Taipei: The removal of NT$100 billion (US$3.42 billion) in aid to financially troubled state-owned Taiwan Power Co. (Taipower) from a special bill passed by the Legislative Yuan on Friday could lead to a hike in electricity rates, which could raise inflation, according to the Executive Yuan.

According to Focus Taiwan, after the passage of the bill, Executive Yuan spokesperson Michelle Lee stated that an electricity tariff review meeting of the Ministry of Economic Affairs (MOEA) might decide to approve a hike in power rates as Taipower failed to secure the aid. Lee indicated that an increase in power rates could push up inflation and impact consumers and the industrial sector.

Taipower echoed Lee's concerns, noting that an electricity tariff review meeting has been scheduled for September. The company plans to report its actual financial situation at that time and seek aid from the government. On Friday, lawmakers from the opposition Kuomintang (KMT), the biggest party in the Legislature, successfully pushed for the removal of NT$100 billion in aid for Taipower from the special NT$545 billion package.

The special act will allow the government to use surplus tax revenue to invest in Taiwan's security infrastructure and provide relief to industries likely to be affected by U.S. tariffs. Taipower stated that due to a failure to secure the necessary financial assistance, domestic power tariffs will be raised accordingly to compensate for the losses suffered by the company.

The MOEA reported that Taipower's accumulated losses reached NT$422.9 billion as of the end of 2024, largely due to a surge in fuel costs. As the previous power tariff review meeting agreed not to hike rates in April, the MOEA indicated Taipower is expected to incur an additional NT$33.2 billion in losses in 2025.

Opposition lawmakers have repeatedly argued that the large losses posted by Taipower resulted from the government's failed energy policies, including the phaseout of clean and more affordable nuclear power, and the purchase of renewable energy from the private sector at unreasonably high prices.

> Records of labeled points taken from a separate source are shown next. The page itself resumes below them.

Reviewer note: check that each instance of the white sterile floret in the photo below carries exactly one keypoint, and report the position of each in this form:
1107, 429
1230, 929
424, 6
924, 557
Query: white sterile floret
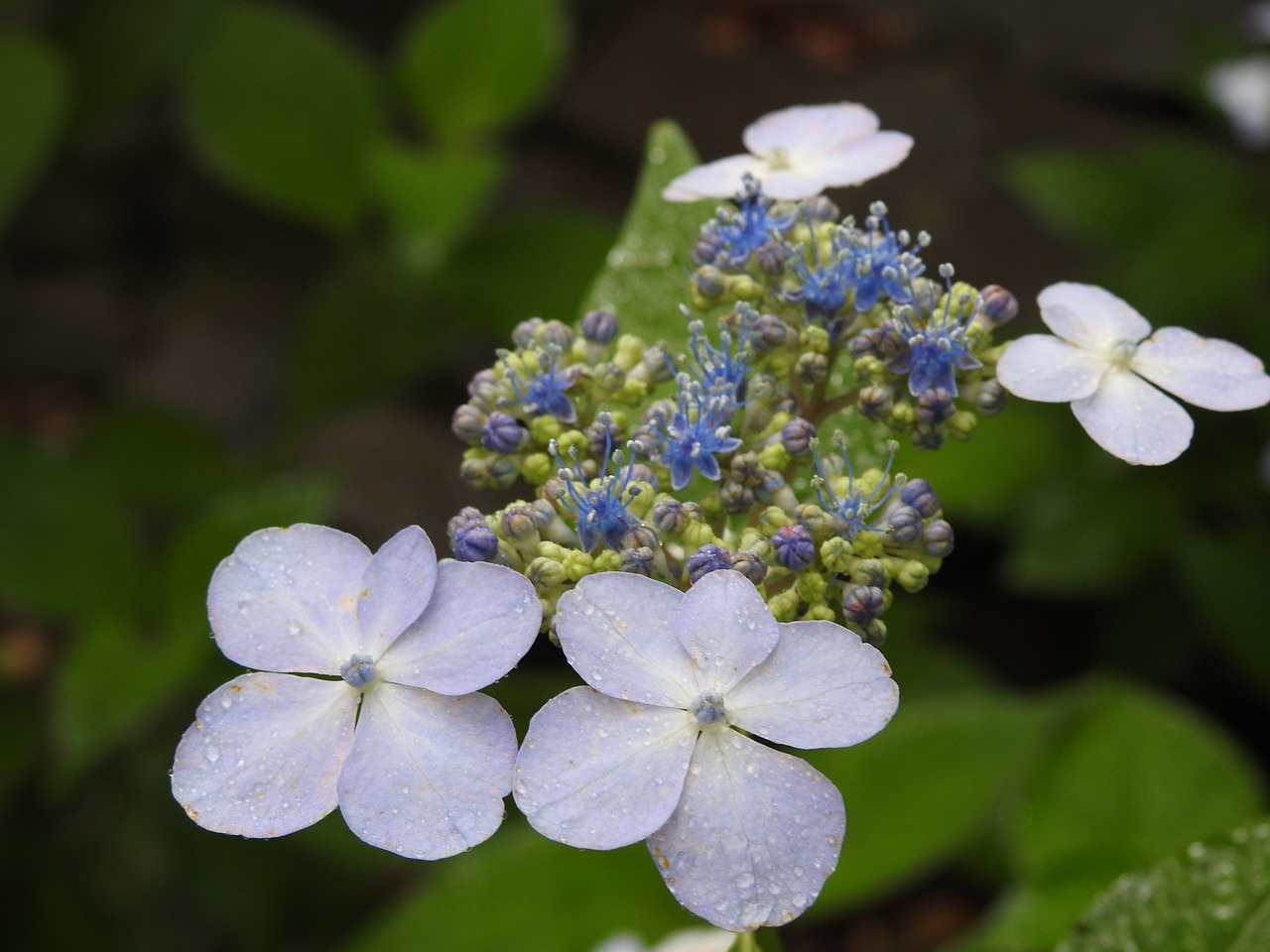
656, 746
417, 762
1102, 359
798, 153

Paul Hsu, head of the General Chamber of Commerce of the Republic of China, expressed concerns that a potential hike in power rates resulting from the removal of the NT$100 billion aid to Taipower could further impact the local economy, already pressured by uncertainties from U.S. tariff policies and a stronger Taiwan dollar against the U.S. dollar. Hsu mentioned that higher electricity rates, along with U.S. tariffs, are expected to raise production costs and reduce the competitive edge of local industries, particularly in old economy sectors.

The Chinese National Federation of Industries, another major Taiwanese business group, stated before the review of the special bill that the group and its counterparts had urged the Legislative Yuan to approve the NT$100 billion aid to Taipower, considering the power supplier's challenging financial conditions.

Lee highlighted that the government's proposed NT$100 billion aid to Taipower aimed to improve the company's financial structure, ease the pressure for higher electricity rates and growing inflation, and ultimately protect the public's interests, the industrial sector, and the entire economy. She noted that Taipower staffers have been working diligently to repair power grid networks damaged by Typhoon Danas, which hit Taiwan earlier this week. Premier Cho Jung-tai expressed regret about the failure to secure financial aid for the company and hoped its personnel would not be discouraged by the Legislative vote.

While financial aid to Taipower was removed, the newly passed bill includes NT$230 billion in cash handouts to Taiwanese citizens. Lee expressed concern that the handouts would prompt the government to increase debt, an inappropriate way to manage the country's finances, ultimately leading to the next generation bearing the burden.